DNA crosslinking linker CuAAC covalently linked DNA strands

To cross-link two DNA strands containing each e.g. alkyne-modified nucleosides a “bis-click” reaction has been developed wereby a  bis-azides or bis-DBCO linker were used for “bis-click” reaction. The DNA crosslinking reaction is highly efficient and proceeds almost quantitatively without side product formation.
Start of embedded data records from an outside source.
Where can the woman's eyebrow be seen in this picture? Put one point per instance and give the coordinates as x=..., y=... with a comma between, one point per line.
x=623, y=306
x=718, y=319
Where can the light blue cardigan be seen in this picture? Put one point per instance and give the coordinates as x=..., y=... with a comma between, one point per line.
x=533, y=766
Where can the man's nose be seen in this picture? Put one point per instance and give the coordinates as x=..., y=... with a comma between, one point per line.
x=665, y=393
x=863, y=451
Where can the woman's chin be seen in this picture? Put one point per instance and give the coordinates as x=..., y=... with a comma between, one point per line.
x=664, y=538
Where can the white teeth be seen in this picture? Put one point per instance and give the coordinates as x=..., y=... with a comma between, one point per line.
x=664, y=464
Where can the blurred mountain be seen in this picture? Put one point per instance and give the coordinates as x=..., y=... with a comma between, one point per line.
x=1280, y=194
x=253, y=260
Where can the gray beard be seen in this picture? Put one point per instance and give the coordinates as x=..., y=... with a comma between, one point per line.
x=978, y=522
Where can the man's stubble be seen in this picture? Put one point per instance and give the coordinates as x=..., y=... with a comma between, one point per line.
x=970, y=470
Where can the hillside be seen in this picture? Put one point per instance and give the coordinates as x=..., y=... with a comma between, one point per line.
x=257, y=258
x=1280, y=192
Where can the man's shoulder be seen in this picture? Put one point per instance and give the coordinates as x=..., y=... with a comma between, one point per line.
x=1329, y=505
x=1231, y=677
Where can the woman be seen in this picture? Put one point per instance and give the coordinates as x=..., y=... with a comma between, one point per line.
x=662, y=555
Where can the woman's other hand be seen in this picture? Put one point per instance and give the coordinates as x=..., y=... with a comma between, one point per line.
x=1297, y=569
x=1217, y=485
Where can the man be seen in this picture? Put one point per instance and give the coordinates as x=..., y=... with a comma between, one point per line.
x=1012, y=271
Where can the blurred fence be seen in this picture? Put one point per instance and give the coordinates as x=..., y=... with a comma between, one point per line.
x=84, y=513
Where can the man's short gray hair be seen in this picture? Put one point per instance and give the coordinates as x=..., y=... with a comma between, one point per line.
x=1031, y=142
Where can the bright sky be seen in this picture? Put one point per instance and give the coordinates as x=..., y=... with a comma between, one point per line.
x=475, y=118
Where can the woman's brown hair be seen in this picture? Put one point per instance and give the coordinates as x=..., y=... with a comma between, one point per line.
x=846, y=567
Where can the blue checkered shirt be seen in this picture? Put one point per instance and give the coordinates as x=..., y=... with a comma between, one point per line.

The use of customizable oligonucleotides could be used to develop DNA crosslinking strategies for single nucleotide polymorphism analysis without the need for expensive equipment and reagents. Oligonucleotides with ethynyl and octadiynyl groups attached to uracil bases can be synthesised and cross-linked to complementary azide-labelled oligonucleotide strands to form stable DNA duplexes.

 

DNA crosslinking techniques in the laboratory

Photoinduced DNA interstrand crosslinking is a method that offers the possibility of orthogonality, which is attractive for biological applications. Three common mechanisms are involved in photoinduced DNA crosslinking, including [2+2] photocycloaddition using modified nucleosides such as p-stilbazole analogue, coumarin modified thymidine or 3-cyanovinylcarbazole. Another technique for DNA crosslinking is alkylation via the formation of quinone methides, which are highly active electrophiles. The third mechanism for photoinduced DNA crosslinking is via radical and cation trapping for carbocation formation. Apart from photoinduced DNA interstrand crosslinking, various chemical agents are used for DNA interstrand crosslinking, via H2O2 in the presence of arylboronate or boronic acid, via fluoride in the presence of silyl protected phenol group, via NaIO4 in the presence of phenyl selenide or via singlet oxygen to generate reactive enal species. In addition to these techniques, DNA crosslinking can be activated by enzymes. DNA crosslinking can be induced by reductases such as nitroreductases. Finally, DNA interstrand crosslinking is based on click chemistry.

Storage & stability of DNA crosslinking agents

Most DNA crosslinking agents are best stored at refrigerator temperatures (4°C) away from UV or other light. Some may require freezer storage (-20°C) for longer shelf life. However, different agents have different stability and may require specific storage conditions, please check their SDS/MSDS.